# Rote Augen entfernen



## mark-labs (30. September 2008)

Hallo!
Hier finde ich kein Tutorial wo man rote augen entfernen tut ?
wäre nett um hilfe


----------



## Dennis Schmidt (30. September 2008)

Hast du eine Version, in der es vielleicht schon das Rote Augen-Werkzeug gibt?


----------



## hauke1981 (6. Oktober 2008)

Nach ganz kurzer Suche bei Google:

http://www.time2goweb.com/photoshop/photoshop_bsp2.htm

oder

http://www.traum-projekt.com/traum-quelle/photoshop/rote-augen/seite/2/

;-)

Grüße


----------



## MEERderIDEEN (2. Juni 2011)

Ich habe gestern ein Videotutorial dazu erstellt, ist bereits bei Youtube zu finden - hier wartet es noch auf Freischaltung.

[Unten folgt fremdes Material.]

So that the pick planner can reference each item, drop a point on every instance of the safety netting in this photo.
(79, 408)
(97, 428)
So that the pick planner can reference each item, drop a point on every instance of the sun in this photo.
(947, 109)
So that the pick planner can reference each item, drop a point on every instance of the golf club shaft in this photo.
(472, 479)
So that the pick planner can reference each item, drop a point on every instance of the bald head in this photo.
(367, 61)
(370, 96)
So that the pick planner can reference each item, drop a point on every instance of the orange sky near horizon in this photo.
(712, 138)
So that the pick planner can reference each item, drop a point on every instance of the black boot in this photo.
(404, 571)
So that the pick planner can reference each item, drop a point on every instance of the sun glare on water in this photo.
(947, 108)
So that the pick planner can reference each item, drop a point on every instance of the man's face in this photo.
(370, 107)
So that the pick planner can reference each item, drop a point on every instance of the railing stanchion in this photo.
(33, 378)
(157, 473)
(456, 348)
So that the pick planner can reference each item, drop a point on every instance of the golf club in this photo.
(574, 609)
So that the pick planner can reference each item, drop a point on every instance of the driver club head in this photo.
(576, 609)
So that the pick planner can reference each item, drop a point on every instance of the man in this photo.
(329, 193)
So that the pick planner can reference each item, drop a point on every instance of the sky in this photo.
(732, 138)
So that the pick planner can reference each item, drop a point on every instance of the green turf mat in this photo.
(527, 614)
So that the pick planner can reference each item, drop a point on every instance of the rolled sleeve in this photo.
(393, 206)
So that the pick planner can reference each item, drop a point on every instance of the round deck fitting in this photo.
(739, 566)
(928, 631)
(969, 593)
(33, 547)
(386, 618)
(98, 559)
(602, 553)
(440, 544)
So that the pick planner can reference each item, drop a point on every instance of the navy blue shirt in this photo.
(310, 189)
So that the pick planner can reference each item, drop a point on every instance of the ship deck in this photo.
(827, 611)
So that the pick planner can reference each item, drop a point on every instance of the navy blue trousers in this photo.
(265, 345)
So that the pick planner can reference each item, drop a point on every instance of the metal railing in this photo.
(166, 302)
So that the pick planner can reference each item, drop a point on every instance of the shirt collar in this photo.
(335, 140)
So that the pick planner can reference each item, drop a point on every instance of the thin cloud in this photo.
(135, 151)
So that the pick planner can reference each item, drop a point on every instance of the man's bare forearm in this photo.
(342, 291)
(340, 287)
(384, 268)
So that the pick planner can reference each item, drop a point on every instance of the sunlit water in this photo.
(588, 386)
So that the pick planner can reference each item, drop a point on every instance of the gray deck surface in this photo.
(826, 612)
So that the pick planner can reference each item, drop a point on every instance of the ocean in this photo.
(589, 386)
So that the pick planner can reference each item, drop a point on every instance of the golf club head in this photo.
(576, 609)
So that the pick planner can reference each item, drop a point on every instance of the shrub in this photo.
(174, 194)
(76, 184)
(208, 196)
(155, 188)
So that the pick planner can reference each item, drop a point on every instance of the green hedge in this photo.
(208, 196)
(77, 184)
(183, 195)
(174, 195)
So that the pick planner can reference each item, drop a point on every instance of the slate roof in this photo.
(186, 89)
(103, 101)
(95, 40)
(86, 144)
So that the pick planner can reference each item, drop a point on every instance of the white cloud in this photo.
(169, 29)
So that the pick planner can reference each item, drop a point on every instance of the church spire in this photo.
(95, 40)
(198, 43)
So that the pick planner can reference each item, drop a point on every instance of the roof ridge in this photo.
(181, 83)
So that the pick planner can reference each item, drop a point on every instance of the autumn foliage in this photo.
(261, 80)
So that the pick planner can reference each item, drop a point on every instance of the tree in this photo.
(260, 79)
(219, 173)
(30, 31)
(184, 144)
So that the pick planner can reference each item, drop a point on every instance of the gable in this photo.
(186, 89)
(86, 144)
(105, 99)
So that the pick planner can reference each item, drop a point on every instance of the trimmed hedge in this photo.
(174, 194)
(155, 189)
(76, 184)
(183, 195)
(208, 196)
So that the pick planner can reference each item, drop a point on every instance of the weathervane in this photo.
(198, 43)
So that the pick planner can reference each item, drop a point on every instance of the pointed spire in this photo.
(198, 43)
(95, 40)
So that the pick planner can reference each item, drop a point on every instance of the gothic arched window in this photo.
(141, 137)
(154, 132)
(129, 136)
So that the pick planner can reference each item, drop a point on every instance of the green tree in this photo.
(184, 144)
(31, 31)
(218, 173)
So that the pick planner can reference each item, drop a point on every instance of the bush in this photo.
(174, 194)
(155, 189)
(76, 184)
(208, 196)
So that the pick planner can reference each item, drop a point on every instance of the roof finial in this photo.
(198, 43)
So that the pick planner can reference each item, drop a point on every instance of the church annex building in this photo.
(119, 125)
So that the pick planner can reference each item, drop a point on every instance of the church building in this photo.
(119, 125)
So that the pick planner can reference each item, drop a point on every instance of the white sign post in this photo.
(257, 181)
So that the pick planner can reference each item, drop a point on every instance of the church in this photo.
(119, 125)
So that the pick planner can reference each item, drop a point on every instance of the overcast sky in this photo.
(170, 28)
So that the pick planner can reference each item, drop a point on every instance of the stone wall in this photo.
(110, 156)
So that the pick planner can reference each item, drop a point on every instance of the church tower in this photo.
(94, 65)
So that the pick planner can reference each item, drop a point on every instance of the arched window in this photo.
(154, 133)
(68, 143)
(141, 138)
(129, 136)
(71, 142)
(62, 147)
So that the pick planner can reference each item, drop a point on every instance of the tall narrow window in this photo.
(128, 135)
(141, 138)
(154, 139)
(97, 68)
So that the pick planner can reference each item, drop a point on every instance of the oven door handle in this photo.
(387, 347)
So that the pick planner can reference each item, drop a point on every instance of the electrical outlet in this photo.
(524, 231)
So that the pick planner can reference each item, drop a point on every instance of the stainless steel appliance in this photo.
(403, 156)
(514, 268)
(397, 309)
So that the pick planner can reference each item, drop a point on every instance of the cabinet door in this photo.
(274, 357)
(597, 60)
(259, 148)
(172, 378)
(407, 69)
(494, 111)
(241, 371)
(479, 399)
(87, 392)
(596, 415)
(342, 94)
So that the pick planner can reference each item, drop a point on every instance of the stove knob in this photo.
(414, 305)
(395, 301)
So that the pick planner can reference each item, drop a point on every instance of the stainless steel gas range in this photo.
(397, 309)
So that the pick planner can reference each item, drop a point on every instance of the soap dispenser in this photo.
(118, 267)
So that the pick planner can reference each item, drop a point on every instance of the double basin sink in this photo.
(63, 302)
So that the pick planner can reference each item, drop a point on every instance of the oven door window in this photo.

Schau mal in meinen Kanal: http://www.youtube.com/meerderideen

Viel Spaß!


----------



## Markus Kolletzky (2. Juni 2011)

Und da ist es auch schon: Photoshop - Rote Augen entfernen & vermeiden


----------



## MEERderIDEEN (2. Juni 2011)

Oh, schön!  Freut mich!


----------